Although defendants contend, and Supreme Court found, that this subsequent language - "which has not been revoked" - made the entire notice unclear and ambiguous, we disagree. Such statement was advising defendants of their right to satisfy the arrears and their continuing obligation to make monthly payments; the next sentence in the notice warned that, if defendants failed to "cure the payments in arrears," plaintiff reserved the right "to accelerate the loan anew." To this end, defendants' claim that this language is inconsistent with the monthly statements sent before and after the de-acceleration notice is belied by the record, which confirms that such statements sought payment on the total amount of the arrears plus the monthly mortgage payment, and not the total principal of the mortgage.
Therefore, considering the notice in its totality, we find that the language in the de-acceleration notice is sufficiently clear and unambiguous to be valid and enforceable (see U.S. Bank Trust, N.A. v Mohammed, 197 A.D.3d 1205, 1207 [2d Dept 2021]; cf. Wells Fargo Bank, N.A. v Portu, 179 A.D.3d at 1207). Inasmuch as such affirmative act revoking plaintiff's election to accelerate the mortgage debt was within the six-year statute of limitations period (see U.S. Bank N.A. v Creative Encounters LLC, 194 A.D.3d at 1136), we find that plaintiff's foreclosure action is timely and Supreme Court erred in granting each defendant's respective motion for summary judgment. Our finding is consistent with the approach in Freedom Mtge. Corp. v Engel (37 N.Y.3d at 19), where the Court of Appeals adopted a bright-line rule relating to the impact of a noteholder's affirmative acts to revoke a prior acceleration which did not "turn on courts' after-the-fact analysis of the significance of subsequent conduct and correspondence between the parties" that could lead to "inconsistent and unpredictable results" (id. at 32).

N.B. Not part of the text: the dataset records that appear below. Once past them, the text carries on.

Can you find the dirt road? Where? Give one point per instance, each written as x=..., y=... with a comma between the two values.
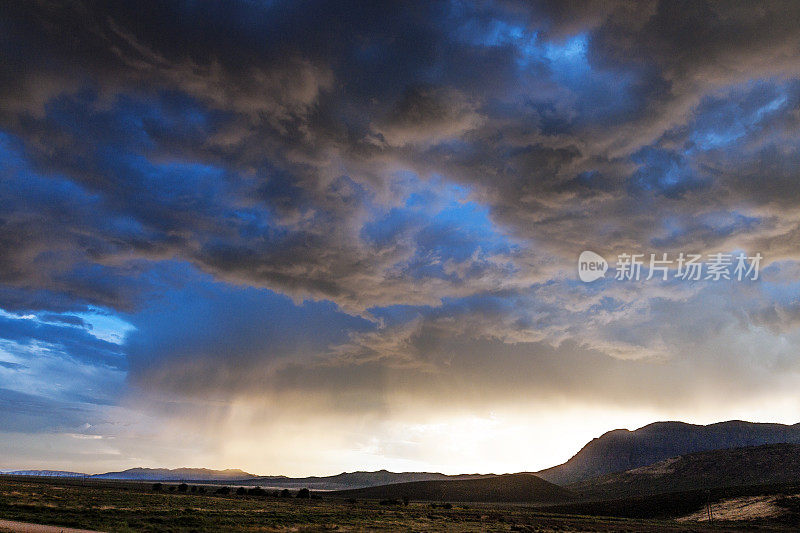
x=22, y=527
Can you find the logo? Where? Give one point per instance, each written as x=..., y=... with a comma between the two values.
x=591, y=266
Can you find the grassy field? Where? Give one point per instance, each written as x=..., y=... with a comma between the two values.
x=115, y=506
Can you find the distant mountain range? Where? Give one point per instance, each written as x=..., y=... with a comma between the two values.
x=345, y=480
x=621, y=450
x=506, y=488
x=614, y=452
x=354, y=480
x=177, y=474
x=42, y=473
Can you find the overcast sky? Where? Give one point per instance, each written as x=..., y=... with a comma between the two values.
x=308, y=237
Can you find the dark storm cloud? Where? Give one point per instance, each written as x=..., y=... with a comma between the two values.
x=435, y=168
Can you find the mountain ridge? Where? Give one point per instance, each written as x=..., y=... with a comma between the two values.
x=619, y=450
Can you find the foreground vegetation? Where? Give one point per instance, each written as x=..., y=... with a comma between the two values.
x=118, y=506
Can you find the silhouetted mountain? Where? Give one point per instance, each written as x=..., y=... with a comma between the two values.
x=620, y=450
x=354, y=480
x=509, y=488
x=753, y=465
x=177, y=474
x=43, y=473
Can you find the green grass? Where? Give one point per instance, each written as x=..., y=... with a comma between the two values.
x=127, y=507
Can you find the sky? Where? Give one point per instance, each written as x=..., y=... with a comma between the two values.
x=313, y=237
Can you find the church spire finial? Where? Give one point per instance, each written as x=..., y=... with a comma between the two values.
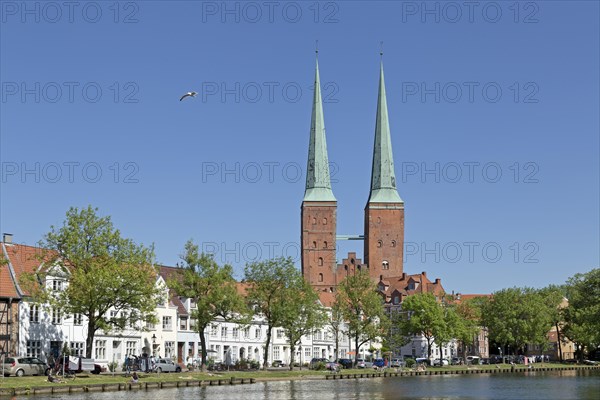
x=383, y=176
x=318, y=182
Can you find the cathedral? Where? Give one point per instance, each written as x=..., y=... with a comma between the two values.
x=384, y=215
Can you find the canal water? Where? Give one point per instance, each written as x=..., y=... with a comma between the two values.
x=576, y=385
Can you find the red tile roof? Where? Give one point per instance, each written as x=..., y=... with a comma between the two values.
x=23, y=259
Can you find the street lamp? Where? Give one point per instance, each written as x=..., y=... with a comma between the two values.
x=153, y=344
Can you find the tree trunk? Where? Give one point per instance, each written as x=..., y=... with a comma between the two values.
x=268, y=342
x=292, y=351
x=355, y=349
x=89, y=340
x=203, y=349
x=558, y=342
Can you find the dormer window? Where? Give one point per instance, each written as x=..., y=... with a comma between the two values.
x=57, y=285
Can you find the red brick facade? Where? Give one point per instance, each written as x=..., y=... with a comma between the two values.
x=318, y=244
x=384, y=239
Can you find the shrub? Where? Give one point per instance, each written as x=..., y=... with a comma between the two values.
x=112, y=366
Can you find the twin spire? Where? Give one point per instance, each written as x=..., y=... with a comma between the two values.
x=383, y=179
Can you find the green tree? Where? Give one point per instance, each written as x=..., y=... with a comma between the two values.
x=301, y=311
x=517, y=317
x=104, y=271
x=582, y=316
x=362, y=309
x=554, y=297
x=212, y=289
x=469, y=313
x=268, y=292
x=424, y=316
x=336, y=324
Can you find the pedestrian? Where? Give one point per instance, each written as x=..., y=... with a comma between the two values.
x=127, y=365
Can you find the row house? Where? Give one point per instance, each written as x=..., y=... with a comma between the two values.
x=31, y=329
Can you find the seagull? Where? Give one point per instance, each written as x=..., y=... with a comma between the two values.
x=188, y=94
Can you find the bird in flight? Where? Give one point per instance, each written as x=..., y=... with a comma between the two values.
x=188, y=94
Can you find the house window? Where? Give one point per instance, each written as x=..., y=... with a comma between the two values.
x=316, y=352
x=34, y=348
x=100, y=351
x=77, y=349
x=169, y=349
x=130, y=347
x=34, y=313
x=56, y=316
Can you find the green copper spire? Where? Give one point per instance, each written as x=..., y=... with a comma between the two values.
x=383, y=178
x=318, y=184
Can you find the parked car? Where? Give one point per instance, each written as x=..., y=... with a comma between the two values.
x=472, y=360
x=396, y=363
x=98, y=368
x=24, y=366
x=345, y=362
x=315, y=361
x=333, y=366
x=361, y=363
x=164, y=365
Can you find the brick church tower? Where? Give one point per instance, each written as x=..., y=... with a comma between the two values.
x=319, y=206
x=384, y=212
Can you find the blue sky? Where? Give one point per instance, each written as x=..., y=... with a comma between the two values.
x=493, y=112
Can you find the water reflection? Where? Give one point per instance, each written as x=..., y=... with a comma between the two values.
x=584, y=385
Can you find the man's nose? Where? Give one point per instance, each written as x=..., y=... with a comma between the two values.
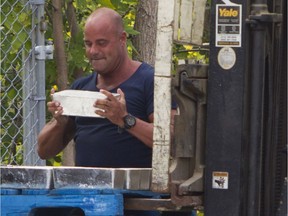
x=94, y=49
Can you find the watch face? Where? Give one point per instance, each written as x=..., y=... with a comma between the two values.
x=129, y=121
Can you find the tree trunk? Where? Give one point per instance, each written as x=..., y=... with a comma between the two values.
x=62, y=69
x=146, y=24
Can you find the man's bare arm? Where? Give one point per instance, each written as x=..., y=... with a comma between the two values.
x=55, y=136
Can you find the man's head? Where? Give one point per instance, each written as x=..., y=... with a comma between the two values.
x=105, y=40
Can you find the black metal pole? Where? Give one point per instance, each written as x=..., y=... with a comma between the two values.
x=256, y=109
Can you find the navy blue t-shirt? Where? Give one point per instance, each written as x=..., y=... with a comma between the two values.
x=98, y=142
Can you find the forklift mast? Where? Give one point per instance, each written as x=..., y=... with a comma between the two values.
x=228, y=154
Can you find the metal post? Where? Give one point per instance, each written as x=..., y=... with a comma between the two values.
x=36, y=120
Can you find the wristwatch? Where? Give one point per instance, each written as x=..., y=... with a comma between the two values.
x=129, y=121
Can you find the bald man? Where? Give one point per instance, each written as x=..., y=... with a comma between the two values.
x=123, y=138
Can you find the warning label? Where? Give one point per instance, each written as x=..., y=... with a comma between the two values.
x=228, y=25
x=220, y=180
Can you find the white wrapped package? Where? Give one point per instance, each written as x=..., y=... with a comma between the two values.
x=79, y=102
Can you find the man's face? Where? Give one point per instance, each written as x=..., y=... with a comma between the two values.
x=104, y=46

Defendants' remaining claims do not warrant extended discussion. Initially, defendants' argument that there was a lack of proper service of the de-acceleration notice is without merit. Along with photocopies of the certified mail receipts, plaintiff submitted the process server's affidavit of service which "establishes a prima facie case as to the method of service and, therefore, gives rise to a presumption of proper service" (Preferred Mut. Ins. Co. v DiLorenzo, 183 A.D.3d 1091, 1093 [3d Dept 2020] [internal quotation marks and citation omitted]). Even though Gerry-Lynn Bresler contended that she did not receive the de-acceleration notice within the statute of limitations period, co-borrower Steven Bresler did not rebut this presumption. Since the mortgage provides that "[n]otice to any one Borrower shall be notice to all Borrowers[,]" defendants' argument must fail.
Next, as it relates to defendants' argument that plaintiff had no contractual right to de-accelerate the loan, this argument was not raised in either defendant's summary judgment motion and is therefore unpreserved (see Jones v Memorial Sloan Kettering Cancer Ctr., 186 A.D.3d 1851, 1852 [3d Dept 2020]). Finally, to the extent that defendants contend that the de-acceleration notice was solely intended to avoid the statute of limitations period, this argument has been expressly rejected by the Court of Appeals (see Freedom Mtge. Corp. v Engel, 37 N.Y.3d at 36). The parties' remaining contentions have been examined and found to be lacking merit or rendered academic.
Lynch, J.P., Aarons, Reynolds Fitzgerald and McShan, JJ., concur.
ORDERED that the judgment is reversed, on the law, with costs, and defendants' motions denied.